Anomaly Detection Pipeline
Purpose
A complete anomaly detection system combining unsupervised learning (Isolation Forest, GMM), dimensionality reduction, and systematic evaluation. Applies to fraud detection, infrastructure monitoring, data quality, and industrial defect detection.
Examples
- Isolation Forest on tabular sensor / transaction data
- PCA for high-dimensional data compression before detection
- GMM density-based anomaly scoring
- Evaluation in the absence of ground-truth labels
Architecture
┌────────────────────────────┐
│ Raw Feature Matrix │ Tabular, potentially high-dim
└──────────────┬─────────────┘
│
┌────────▼────────┐
│ EDA + Cleaning │ Missingness, outlier profiling
└────────┬────────┘
│
┌────────▼────────┐
│ Preprocessing │ StandardScaler, PCA (optional)
└────────┬────────┘
│
┌──────────┴──────────┐
│ │
┌───▼───────────┐ ┌──────▼──────────┐
│ Isolation │ │ GMM Density │
│ Forest │ │ Scoring │
└───┬───────────┘ └──────┬──────────┘
│ │
└──────────┬──────────┘
│
┌────────▼────────┐
│ Score Ensemble │ Rank / threshold
└────────┬────────┘
│
┌────────▼────────┐
│ Evaluation │ Precision@k, PR-AUC if labels exist
│ + Alerts │
└─────────────────┘
Step-by-Step Implementation
1. EDA and Preprocessing
import numpy as np
import pandas as pd
from sklearn.preprocessing import StandardScaler
from sklearn.decomposition import PCA
df = pd.read_csv("transactions.csv")
# Quick profiling
print(df.describe())
print(f"Missing: {df.isnull().mean().sort_values(ascending=False).head()}")
# Scale
scaler = StandardScaler()
X = scaler.fit_transform(df.select_dtypes(include="number"))

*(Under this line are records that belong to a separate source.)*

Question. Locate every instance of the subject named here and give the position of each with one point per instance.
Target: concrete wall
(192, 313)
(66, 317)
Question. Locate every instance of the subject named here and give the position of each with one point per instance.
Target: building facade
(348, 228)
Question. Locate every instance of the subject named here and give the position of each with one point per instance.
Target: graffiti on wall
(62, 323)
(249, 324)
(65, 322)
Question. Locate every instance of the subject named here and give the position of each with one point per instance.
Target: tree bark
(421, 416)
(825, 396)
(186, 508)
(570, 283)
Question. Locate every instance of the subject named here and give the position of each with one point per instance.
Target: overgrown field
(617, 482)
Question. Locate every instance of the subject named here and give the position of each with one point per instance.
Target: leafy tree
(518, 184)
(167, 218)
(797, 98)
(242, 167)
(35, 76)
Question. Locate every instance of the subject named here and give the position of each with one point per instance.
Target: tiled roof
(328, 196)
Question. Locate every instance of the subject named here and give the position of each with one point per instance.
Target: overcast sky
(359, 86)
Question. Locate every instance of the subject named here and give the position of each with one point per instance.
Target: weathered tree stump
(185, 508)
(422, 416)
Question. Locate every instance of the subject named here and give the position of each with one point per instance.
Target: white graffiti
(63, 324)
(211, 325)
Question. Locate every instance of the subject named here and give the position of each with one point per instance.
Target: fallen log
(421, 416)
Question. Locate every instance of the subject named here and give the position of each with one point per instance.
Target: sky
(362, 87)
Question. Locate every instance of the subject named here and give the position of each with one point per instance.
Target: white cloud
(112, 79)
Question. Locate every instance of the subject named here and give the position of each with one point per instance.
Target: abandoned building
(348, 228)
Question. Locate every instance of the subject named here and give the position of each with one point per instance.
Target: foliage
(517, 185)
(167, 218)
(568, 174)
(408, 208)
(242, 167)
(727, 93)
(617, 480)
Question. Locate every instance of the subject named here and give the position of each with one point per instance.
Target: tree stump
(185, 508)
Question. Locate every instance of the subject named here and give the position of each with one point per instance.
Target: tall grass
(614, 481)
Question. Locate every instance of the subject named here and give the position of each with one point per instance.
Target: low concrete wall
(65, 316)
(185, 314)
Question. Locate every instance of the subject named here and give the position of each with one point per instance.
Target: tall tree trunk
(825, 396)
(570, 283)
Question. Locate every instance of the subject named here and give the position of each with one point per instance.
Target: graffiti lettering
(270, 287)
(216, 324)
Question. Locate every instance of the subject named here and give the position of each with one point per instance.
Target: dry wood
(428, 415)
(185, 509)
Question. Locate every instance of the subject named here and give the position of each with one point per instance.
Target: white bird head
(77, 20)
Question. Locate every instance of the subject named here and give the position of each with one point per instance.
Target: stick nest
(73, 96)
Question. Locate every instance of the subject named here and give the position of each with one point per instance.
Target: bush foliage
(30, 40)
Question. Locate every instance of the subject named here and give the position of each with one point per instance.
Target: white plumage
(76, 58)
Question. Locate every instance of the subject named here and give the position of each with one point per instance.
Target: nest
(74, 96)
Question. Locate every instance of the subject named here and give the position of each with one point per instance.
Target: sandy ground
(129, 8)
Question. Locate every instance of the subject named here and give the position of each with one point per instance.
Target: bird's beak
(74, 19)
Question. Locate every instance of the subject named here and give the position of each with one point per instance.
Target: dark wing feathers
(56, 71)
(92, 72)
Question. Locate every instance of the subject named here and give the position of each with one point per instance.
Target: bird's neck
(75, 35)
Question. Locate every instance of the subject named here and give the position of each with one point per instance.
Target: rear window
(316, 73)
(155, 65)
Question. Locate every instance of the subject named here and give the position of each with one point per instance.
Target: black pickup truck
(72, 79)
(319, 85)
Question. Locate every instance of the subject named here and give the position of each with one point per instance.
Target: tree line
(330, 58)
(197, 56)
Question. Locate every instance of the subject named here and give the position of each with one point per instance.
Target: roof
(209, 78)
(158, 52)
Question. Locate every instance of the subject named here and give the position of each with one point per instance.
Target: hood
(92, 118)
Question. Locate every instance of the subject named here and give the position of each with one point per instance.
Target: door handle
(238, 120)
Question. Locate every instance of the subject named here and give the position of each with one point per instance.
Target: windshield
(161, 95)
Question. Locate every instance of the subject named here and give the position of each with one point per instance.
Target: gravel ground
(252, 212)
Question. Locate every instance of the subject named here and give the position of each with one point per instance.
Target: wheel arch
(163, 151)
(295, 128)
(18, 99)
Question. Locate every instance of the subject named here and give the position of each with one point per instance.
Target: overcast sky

# Optional: PCA to 95% variance for high-dimensional data
pca = PCA(n_components=0.95, random_state=42)
X_pca = pca.fit_transform(X)
print(f"PCA reduced to {X_pca.shape[1]} components")2. Isolation Forest
from sklearn.ensemble import IsolationForest
iso = IsolationForest(
n_estimators=200,
contamination=0.05, # set based on expected anomaly rate
max_samples="auto",
random_state=42,
n_jobs=-1
)
iso.fit(X_pca)
scores_iso = iso.score_samples(X_pca) # lower = more anomalous
labels_iso = iso.predict(X_pca) # -1 = anomaly
print(f"Anomalies detected: {(labels_iso == -1).sum()}")3. GMM Density Scoring
from sklearn.mixture import GaussianMixture
# Select k by BIC
bics = [GaussianMixture(k, n_init=3, random_state=42).fit(X_pca).bic(X_pca)
for k in range(2, 10)]
best_k = np.argmin(bics) + 2
gm = GaussianMixture(best_k, n_init=5, covariance_type="full", random_state=42)
gm.fit(X_pca)
log_probs = gm.score_samples(X_pca) # log-likelihood; low = anomaly
threshold = np.percentile(log_probs, 5)
labels_gmm = (log_probs < threshold).astype(int)4. Score Ensemble
from scipy.stats import rankdata
# Normalise scores to [0, 1] (higher = more anomalous)
rank_iso = rankdata(-scores_iso) / len(scores_iso)
rank_gmm = rankdata(-log_probs) / len(log_probs)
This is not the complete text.